CUSSET (AP) - Ruiné par le jeu, un ancien joueur réclame près de 690.000 euros au "Casino du Grand Café" à vichy (Allier), propriété du groupe Partouche: c'est l'affaire, une première en France, que le tribunal de grande instance de Cusset (Allier) a examiné lundi après-midi, mettant son jugement en délibéré au 16 janvier 2006.
A 44 ans, Jean-Philippe Bryk doit encore aujourd'hui 150.000 euros aux amis, à la famille, aux banques, "à tous ceux à qui j'ai emprunté de l'argent pour jouer. Les 687.000 euros réclamés correspondent à mes pertes cumulées", explique-t-il.
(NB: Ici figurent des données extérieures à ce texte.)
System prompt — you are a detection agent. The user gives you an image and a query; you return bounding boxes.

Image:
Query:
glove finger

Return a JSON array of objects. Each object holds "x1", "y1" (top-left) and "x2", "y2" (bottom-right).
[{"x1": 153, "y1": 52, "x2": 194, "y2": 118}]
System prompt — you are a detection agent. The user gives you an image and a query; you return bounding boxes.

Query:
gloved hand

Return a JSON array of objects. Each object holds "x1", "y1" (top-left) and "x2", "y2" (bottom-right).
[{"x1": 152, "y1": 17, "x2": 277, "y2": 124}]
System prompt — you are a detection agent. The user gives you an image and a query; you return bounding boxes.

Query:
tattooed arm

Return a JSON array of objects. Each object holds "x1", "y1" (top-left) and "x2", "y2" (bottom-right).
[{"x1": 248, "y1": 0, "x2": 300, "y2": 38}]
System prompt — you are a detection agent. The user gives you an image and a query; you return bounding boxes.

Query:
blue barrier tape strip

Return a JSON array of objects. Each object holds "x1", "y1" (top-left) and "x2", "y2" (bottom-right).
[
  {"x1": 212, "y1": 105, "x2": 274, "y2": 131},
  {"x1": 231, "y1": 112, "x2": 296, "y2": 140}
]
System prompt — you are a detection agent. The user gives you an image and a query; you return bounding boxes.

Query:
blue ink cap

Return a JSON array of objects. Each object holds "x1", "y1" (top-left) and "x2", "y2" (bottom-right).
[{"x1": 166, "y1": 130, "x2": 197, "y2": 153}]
Il a assigné en justice le 25 mars 2004 le "Casino du Grand Café" pour "manquements aux obligations d'information, de conseil et de loyauté".
Il "faut que le groupe Partouche assume ses responsabilités", a plaidé Me Gilles-Jean Portejoie, avocat du plaignant, qui réclame 687.000 euros, soit 77.000 euros pour préjudice moral, et 610.000 euros pour préjudice économique.
Devant une salle d'audience pleine, l'avocat de Jean-Philippe Bryk est revenu sur la lente et longue dérive de son client. M. Bryk, qui se définit comme un "joueur pathologique" était devenu entre mars 1995 et octobre 2003 un habitué des salles du "Grand Café".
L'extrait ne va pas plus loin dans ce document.